# Ethernet auf 24V Leitung



## thomass5 (28 Juli 2018)

Hallo,
vergleichbar zu den Powerline Adaptern, welche Ethernet über die Hausinstallation übertragen suche ich etwas um das Ethernetsignal über 24V Leitungen zu übertragen. 
Gibt es so etwas überhaupt, oder hab ich nur mit den falschen Begriffen gesucht.
Konkret geht es mir darum, temporär einen Sensor mit Ethernetanbindung auf einem Roboterarm mitfahren zu lassen, ohne jedes mal ein Kabel nachzuziehen. An der entsprechenden Stelle gibt es momentan nur einen digitalen Sensor mit 24V Versorgung. Freie Adern sind leider Mangelware.


----------



## Blockmove (28 Juli 2018)

Dumme Frage:
IO-Link kommt nicht in Frage?


----------



## thomass5 (28 Juli 2018)

mhm... der bestehende  im Werkzeug eingebaute Sensor muss weiterhin bestehen bleiben. Ich habe eine 3-Adrige ungeschirmte 5m Sensorleitung. 
Idealerweise wäre ein Zwischenstecker aus dem die 24V und das Netzwerksignal ein und ausgekoppelt werden.
Bei IO-Link ... bekomme ich das extra auf die Leitung raufgeschaltet?

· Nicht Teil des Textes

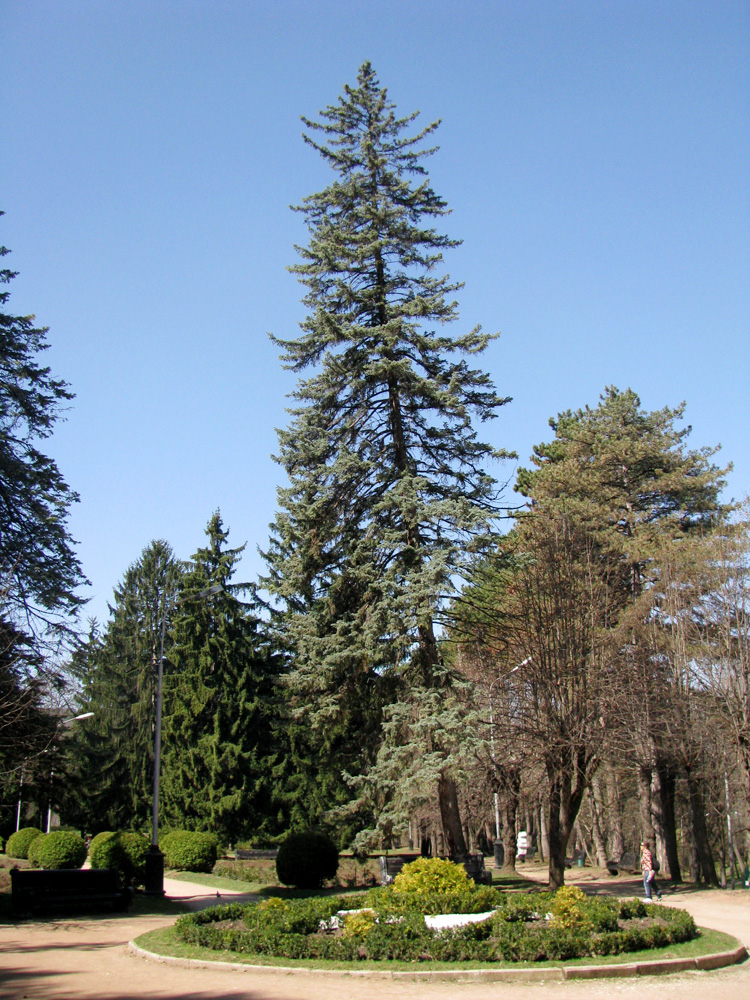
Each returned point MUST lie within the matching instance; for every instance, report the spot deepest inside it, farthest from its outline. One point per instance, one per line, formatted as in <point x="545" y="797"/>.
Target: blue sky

Im Netz findet sich einiges Gebastel, die Powerlinadapter schlachten und mit den Übertragern dann auf allen möglichen Leitungen Daten übertragen.
Ich suche halt was fertiges....


----------



## Blockmove (29 Juli 2018)

Zusammen mit den bestehenden Sensor wird IO-Link nicht klappen.


----------



## Ing_Lupo (29 Juli 2018)

Morgen

Wireless ? 

z.B Bluetooth Bridge 

Gruß Lupo


----------



## thomass5 (29 Juli 2018)

W-Lan oder Blauzahn sind leider von der IT nicht gern gesehen.


----------



## Ing_Lupo (29 Juli 2018)

powerline ?

Gibt's auch für Industrie Umgebung.


----------



## thomass5 (29 Juli 2018)

Ich suche ja gerade Powerline auf 24V


----------



## Ing_Lupo (29 Juli 2018)

SHDSL geht über 2-Draht.

Powerline muss man prüfen wg DC.

Lupo


----------



## thomass5 (29 Juli 2018)

shdsl: geht das auf die 24V DC?

Ich werd mir mal ein Pärchen preisgünstige Powerlineadapter besorgen und den Lötkolben anwerfen. Es scheint irgendwie nichts fertiges zu geben.


----------



## kafiphai (29 Juli 2018)

Doorbird hat einen 2-Draht Konverter:
https://www.doorbird.com/downloads/datasheet_a1071_de.pdf
Mit einem 24v PoE Injektor eine Möglichkeit...


----------



## thomass5 (29 Juli 2018)

Also 24V PoE Injektor -> PoE zu 2-Draht -> 2Draht zu Poe -> PoE Splitter... klingt gut. 
Das wäre einen Test wert. Mal sehen ob ich noch passende 24V Injektor/Splitter finde.


----------



## Fabpicard (30 Juli 2018)

thomass5 schrieb:


> Mal sehen ob ich noch passende 24V Injektor/Splitter finde.



Gibts von TP-Link 

Das Hauptproblem wird nur sein, das es eben verschiedene POE-Versionen gibt (Passive, Aktive, usw.) Und keine davon, lässt sich so einfach auf "2-Draht" wandeln...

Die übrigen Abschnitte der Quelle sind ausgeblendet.